[<prev] [next>] [<thread-prev] [thread-next>] [day] [month] [year] [list]
Message-Id: <20240510192412.3297104-15-amery.hung@bytedance.com>
Date: Fri, 10 May 2024 19:24:06 +0000
From: Amery Hung <ameryhung@...il.com>
To: netdev@...r.kernel.org
Cc: bpf@...r.kernel.org,
yangpeihao@...u.edu.cn,
daniel@...earbox.net,
andrii@...nel.org,
martin.lau@...nel.org,
sinquersw@...il.com,
toke@...hat.com,
jhs@...atatu.com,
jiri@...nulli.us,
sdf@...gle.com,
xiyou.wangcong@...il.com,
yepeilin.cs@...il.com,
ameryhung@...il.com
Subject: [RFC PATCH v8 14/20] bpf: net_sched: Add bpf qdisc kfuncs
This patch adds kfuncs for working on skb and manipulating child
class/qdisc.
Both bpf_qdisc_skb_drop() and bpf_skb_release() can be used to release
a reference to an skb. However, bpf_qdisc_skb_drop() can only be called
in .enqueue where a to_free skb list is available from kernel to defer
the release. Otherwise, bpf_skb_release() should be used elsewhere. It
is also used in bpf_obj_free_fields() when cleaning up skb in maps and
collections.
For bpf_qdisc_enqueue() and bpf_qdisc_dequeue(), kfuncs that pass skb
between the current qdisc and a child qdisc, classid is used to refer
to a specific child qdisc instead of "srtuct Qdisc *" so that it is
impossible to recursively enqueue or dequeue skb to a qdisc itself.

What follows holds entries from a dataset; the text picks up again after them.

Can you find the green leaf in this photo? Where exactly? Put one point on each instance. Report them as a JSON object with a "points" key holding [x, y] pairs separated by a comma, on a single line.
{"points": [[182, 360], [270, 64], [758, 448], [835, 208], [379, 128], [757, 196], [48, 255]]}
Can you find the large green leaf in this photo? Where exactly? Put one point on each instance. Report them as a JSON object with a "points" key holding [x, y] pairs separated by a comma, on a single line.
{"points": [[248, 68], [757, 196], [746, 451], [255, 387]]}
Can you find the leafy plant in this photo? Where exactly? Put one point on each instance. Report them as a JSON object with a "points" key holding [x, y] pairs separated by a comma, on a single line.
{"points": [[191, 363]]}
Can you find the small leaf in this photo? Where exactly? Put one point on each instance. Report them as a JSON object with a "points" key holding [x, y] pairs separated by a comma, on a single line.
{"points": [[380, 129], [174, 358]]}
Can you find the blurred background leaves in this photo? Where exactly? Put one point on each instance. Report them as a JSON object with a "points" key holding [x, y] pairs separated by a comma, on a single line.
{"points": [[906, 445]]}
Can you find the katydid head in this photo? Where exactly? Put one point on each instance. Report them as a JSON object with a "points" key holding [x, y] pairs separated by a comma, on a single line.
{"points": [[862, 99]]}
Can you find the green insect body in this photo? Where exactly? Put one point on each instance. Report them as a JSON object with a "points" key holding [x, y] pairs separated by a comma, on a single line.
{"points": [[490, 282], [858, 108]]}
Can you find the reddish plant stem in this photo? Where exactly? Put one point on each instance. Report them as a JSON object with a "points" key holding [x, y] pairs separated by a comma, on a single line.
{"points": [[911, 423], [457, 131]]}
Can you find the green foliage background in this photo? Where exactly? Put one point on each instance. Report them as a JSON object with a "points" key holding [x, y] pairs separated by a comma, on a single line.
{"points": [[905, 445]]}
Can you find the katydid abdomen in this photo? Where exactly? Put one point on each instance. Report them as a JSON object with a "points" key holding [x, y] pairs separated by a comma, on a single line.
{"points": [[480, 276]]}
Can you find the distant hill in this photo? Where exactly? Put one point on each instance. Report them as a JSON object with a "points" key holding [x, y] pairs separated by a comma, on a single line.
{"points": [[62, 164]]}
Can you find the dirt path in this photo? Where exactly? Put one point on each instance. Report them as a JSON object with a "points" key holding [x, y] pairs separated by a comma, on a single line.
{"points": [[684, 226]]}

More specifically, while we can make bpf_qdisc_find_class() return a
pointer to a child qdisc, and use it in enqueue or dequeue kfuncs
instead of classid, it would be hard to make sure the pointer is not
pointing to the current qdisc, causing indefinite resursive calls.
bpf_qdisc_create_child() is introduced to make the deployment easier and
more robust. It can be called in .init to populate the class hierarchy
the scheduling algorithm expect. This saves extra tc calls and prevents
user errors in creating classes. An example can be found in the bpf prio
qdisc in selftests.
bpf_skb_set_dev() is temporarily added to restore skb->dev after removing
skb from collection. Apparently, we cannot rely on the user to always
call it after every remove. This will be addressed in the next revision.
Signed-off-by: Cong Wang <cong.wang@...edance.com>
Co-developed-by: Amery Hung <amery.hung@...edance.com>
Signed-off-by: Amery Hung <amery.hung@...edance.com>
---
net/sched/bpf_qdisc.c | 239 +++++++++++++++++++++++++++++++++++++++++-
1 file changed, 238 insertions(+), 1 deletion(-)
diff --git a/net/sched/bpf_qdisc.c b/net/sched/bpf_qdisc.c
index 53e9b0f1fbd8..2a40452c2c9a 100644
--- a/net/sched/bpf_qdisc.c
+++ b/net/sched/bpf_qdisc.c
@@ -358,6 +358,229 @@ static int bpf_qdisc_btf_struct_access(struct bpf_verifier_log *log,
return 0;
}
+__bpf_kfunc_start_defs();
+
+/* bpf_skb_set_dev - A temporary kfunc to restore skb->dev after removing an
+ * skb from collections.
+ * @skb: The skb to get the flow hash from.
+ * @sch: The qdisc the skb belongs to.
+ */
+__bpf_kfunc void bpf_skb_set_dev(struct sk_buff *skb, struct Qdisc *sch)
+{
+ skb->dev = qdisc_dev(sch);
+}
+
+/* bpf_skb_get_hash - Get the flow hash of an skb.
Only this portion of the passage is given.